Bounded Rationality and the Heuristic Slot Machine Gun

Deric's picture

"I know that most men, including those at ease with problems of the greatest complexity, can seldom accept the simplest and most obvious truth if it be such as would oblige them to admit the falsity of conclusions which they have proudly taught to others, and which they have woven, thread by thread, into the fabrics of their life" - Leo Tolstoy

Everyday, no matter what hour, in dimly lit smoke filled rooms across America you will find people of all classes and creeds pumping their hard earned dollars into sadist machines awaiting a large cash reward that will most likely never come. Even when confronted with the unpropitious odds, most gamblers will continue to pull the lever and watch the lemons, cherries, or what ever brightly colored icon the casino has dreamed up, start to spin and then slowly come to a rest still hungry for more of the gamblers money. These wagering pleasure seekers justify their actions with an irrational belief, or rather, faith that this one time they are above the odds and “luck” will prevail. It’s not uncommon for a pathological gambler to inform a fellow gambler of the odds, but then truly believe that the mathematical odds don’t apply to themselves because of their good luck. How can this be? How can someone know the rational truth yet decide to ignore it? Why risk loosing your money when money is the one thing your after? Studies have shown that between 5 and 15 million Americans suffer from a pathological gambling disorder. However, this irrational phenomena is not reserved just for gamblers. It can be witnessed in an even worse, and far more dangerous slave to the heuristic slot machine gun, the religious practitioner.

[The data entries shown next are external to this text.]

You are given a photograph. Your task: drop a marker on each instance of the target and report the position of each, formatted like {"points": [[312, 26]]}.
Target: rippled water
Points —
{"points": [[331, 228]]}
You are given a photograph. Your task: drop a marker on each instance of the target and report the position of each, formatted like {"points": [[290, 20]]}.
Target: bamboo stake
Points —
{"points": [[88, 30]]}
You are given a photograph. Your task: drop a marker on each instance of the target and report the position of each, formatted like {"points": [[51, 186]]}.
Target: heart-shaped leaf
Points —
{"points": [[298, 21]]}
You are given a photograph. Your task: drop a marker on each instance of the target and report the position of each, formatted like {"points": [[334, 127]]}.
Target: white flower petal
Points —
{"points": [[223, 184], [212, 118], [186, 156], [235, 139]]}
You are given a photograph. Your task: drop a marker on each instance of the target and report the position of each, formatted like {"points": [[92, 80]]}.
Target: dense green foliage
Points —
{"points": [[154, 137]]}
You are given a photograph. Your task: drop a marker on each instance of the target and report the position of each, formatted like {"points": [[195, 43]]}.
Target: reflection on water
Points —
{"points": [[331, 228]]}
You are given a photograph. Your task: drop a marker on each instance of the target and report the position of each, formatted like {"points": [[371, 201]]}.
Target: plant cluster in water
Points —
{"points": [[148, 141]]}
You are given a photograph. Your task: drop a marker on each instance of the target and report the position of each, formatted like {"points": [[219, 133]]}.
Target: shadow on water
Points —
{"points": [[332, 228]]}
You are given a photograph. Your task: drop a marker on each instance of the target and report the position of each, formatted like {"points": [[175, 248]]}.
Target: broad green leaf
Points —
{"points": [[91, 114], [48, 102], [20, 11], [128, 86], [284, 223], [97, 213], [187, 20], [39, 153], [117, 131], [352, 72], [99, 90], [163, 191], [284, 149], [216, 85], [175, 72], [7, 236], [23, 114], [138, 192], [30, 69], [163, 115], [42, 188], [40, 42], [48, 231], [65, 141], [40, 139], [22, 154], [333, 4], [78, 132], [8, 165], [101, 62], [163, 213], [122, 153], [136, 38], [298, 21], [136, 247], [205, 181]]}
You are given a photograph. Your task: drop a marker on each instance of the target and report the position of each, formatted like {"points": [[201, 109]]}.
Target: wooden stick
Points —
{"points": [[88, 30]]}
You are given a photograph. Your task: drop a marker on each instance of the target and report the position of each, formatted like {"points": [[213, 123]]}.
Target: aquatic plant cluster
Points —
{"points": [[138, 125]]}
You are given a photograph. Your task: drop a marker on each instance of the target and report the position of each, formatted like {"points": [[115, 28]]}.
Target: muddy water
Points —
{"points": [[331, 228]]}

One of the ironies of the western world is that many of the most respected educational facilities are affiliated with religion, some even go as far as to being named after "miracle" working saints. I’m aware that religion, and the ideas presented below, are not held strictly for the collegiate. This contradiction of universal education and religion sharing a unity is present whenever religion is involved in the cognitive process. It insists on basing rationality on an a priori, such as the Bible or Qur'an, and then leaving all decision making to what I call the heuristic slot machine gun. To clarify, two psychologists Amos Tversky and Daniel Kahneman did extensive studies on heuristics, or mental shortcuts. One of the types of heuristics they discovered is that of availability. Availability heuristic involves making predictions, or estimating probability, based on instances and emotional faculties that come to mind with more ease than actually using math for decision making. This is an adaptive trait that evolved possibly to help us save time when making decisions on the spur such as seeing a predator and fleeing the scene because we’re scared, instead of wasting time trying to identify the predator only to becomes its lunch while doing so. This process of decision making is not held only to predatorial situations. For example, you may estimate that many people drive Nissans if most of your friends do. Or you may make predictions on the national divorce rate based on how many people you know who’ve gone through a divorce. The religious mind becomes the heuristic slot machine gun because it not only binds rationality, but it tells people to not even think as far as availability heuristics go and base all rational on what a dated incomplete piece of fiction tells you to, which, in many cases, is like pulling the lever on the machine and watching it fire in the face of humanity.

Our ability to use reason and make sound decisions is dependent on evaluating alternatives and making choices among them. Now, with this considered and studies done by by Herbert Simon the 1978 Nobel prize winner in economics, it is understood that humans use sensible decision making strategies to the existent of their cognitive limitations. This means that even what may seem like a rational choice when looking from your own perspective my still be an irrational decision. This is unfortunately part of being human, however, it’s the part that science tries to help by giving us procedures and strategies to overcome our own cognitive fallacies. When religion comes into play people not only narrow their perspective down to their own subjective experience but they use religion, which is simply one other subjective ideal, as a funnel limiting their perspective and distorting the path to truth. It is in this process that science and religion cannot coexist.

If one chooses religion as the path to ultimate truth you will not be able to find it. One of the many follies of choosing religion is that it’s only a carrier for bounded rationality and the heuristic slot machine gun. It is a dangerous narrowing of the mind through the addictive properties of having your thoughts laid out before you. It is the ultimate example, in and of its self, of a weak inductive argument. Though it is known in the existential and psychological worlds that synthetic truths can be valid, which I will write about later, it is ours who understand the appeal of rationality to strive for a clearer understanding, not settling for a grape jolly rancher when we know that it tastes nothing like a grape at all. This means not settling for the slot machine to aid us in survival when we know that in reality it takes hard work.

Mikayla_Starstuff's picture

Bounded rationality

Thanks for sharing that, it was a very interesting and educational read. I've heard of bounded rationality before, and I've come to the comclusion that we all use it to make decisions when we just don't have the time or the brain power to consider all possible options. For a person who is religious, the religion only further bounds their rationality so that they only consider choices that their particular religion endorses--in other words they have a closed mind.

 

So everyone does it, but people bound by religion or some other ideology do it worse.